Nick Moutafakis: Great, and maybe–I don’t know if it’s in the slide deck, if I missed it too, but just the–as far as the CD growth, maybe the duration of the CD portfolio, retail, brokered, or–?

Jamie Anderson: Yes, all of that is relatively short. I mean, we are putting on–you know, our specials would typically run either in the seven months or 11 months, but it’s all less than 12 to 15 months. Brokered would typically be in that 6 to 12 month range.

Nick Moutafakis: Okay, thanks guys.

Archie Brown: Thanks Nick.

Operator: Your next question comes from the line of Terry McEvoy from Stephens. Your line is open.

Terry McEvoy: Thank you, good morning. Let’s start with a question or two on the loan portfolio. Could you just talk about what you’re seeing and hearing from your customers in commercial and small business banking, maybe pipelines, and what are their concerns given some of the macro headlines out there?
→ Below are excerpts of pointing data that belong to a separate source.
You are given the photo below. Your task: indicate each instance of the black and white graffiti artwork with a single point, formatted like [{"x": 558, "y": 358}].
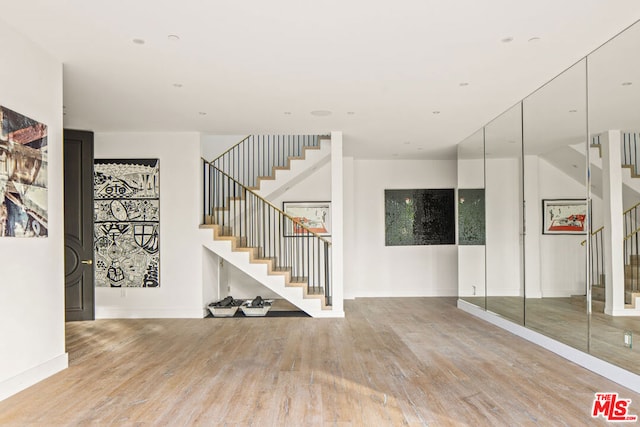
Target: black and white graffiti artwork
[{"x": 127, "y": 222}]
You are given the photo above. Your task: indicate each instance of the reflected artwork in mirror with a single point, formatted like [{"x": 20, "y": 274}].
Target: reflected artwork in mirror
[{"x": 555, "y": 124}]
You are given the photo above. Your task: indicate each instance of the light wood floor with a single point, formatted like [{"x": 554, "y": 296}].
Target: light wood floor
[
  {"x": 390, "y": 362},
  {"x": 566, "y": 321}
]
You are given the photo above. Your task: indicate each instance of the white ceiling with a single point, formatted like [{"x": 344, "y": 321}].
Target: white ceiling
[{"x": 263, "y": 66}]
Archie Brown: Yes Terry, this is Archie. We saw, especially at the beginning of the quarter, some softness, and I think it had a lot to do with some of the turmoil that had occurred in the latter part of the first quarter in the industry, so pipelines certainly softened, activity slowed. Then somewhere around mid-quarter, it just shifted and we’re seeing much stronger and better activity at this point. Now when I say that, I’m talking primarily on the commercial banking side, probably middle market side in particular. With respect to commercial real estate, it’s sort of mixed. I mean, there is opportunities, but certainly the industry and we are being more selective, probably a little more defensive in the areas we’re targeting, and we are seeing–you know, relative to quality in that space, we’re seeing a lot better structures, more equity into projects and things like that, when we do them.
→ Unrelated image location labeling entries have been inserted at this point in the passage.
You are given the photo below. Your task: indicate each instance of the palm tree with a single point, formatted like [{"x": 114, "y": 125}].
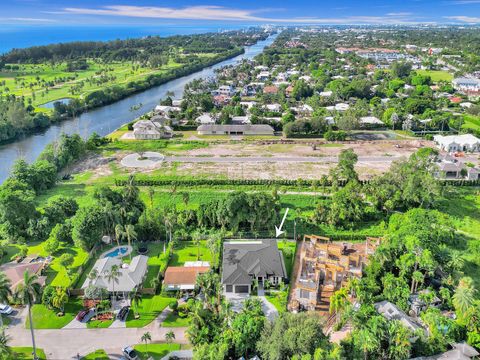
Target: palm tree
[
  {"x": 119, "y": 233},
  {"x": 464, "y": 295},
  {"x": 169, "y": 337},
  {"x": 112, "y": 276},
  {"x": 131, "y": 235},
  {"x": 5, "y": 292},
  {"x": 136, "y": 299},
  {"x": 5, "y": 350},
  {"x": 27, "y": 293},
  {"x": 60, "y": 298},
  {"x": 146, "y": 337}
]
The C&I side, much better demand in the back half of the quarter. CRE side, there is demand but we’re just much more selective, so it’s a little–I’d say it’s just a little slower activity because of that.

Terry McEvoy: Appreciate that, thank you. Getting back to the discussion on Summit and some of the moving parts, what are the–are the economics different at all to the bank, whether it’s run through fee income or net interest income? I’m just thinking about the capital that goes with holding it in the loan portfolio.

Jamie Anderson: Yes Terry, this is Jamie. It’s relatively marginal on either side from an economic standpoint. If you think about the capital side of it from a risk-weighted asset standpoint, whether it’s sitting in that–so they’re both 100% risk-weighted, whether it’s sitting in other assets or whether they’re sitting in the loan book. From a capital allocation standpoint, they’re both at 100%, but the economics–I mean, the timing of it moves a little bit but the economics are virtually the same.

Terry McEvoy: Great. Maybe one last one, is the company considering selling any loans going forward in order to either reduce concentration in the portfolio or de-risk a certain asset class?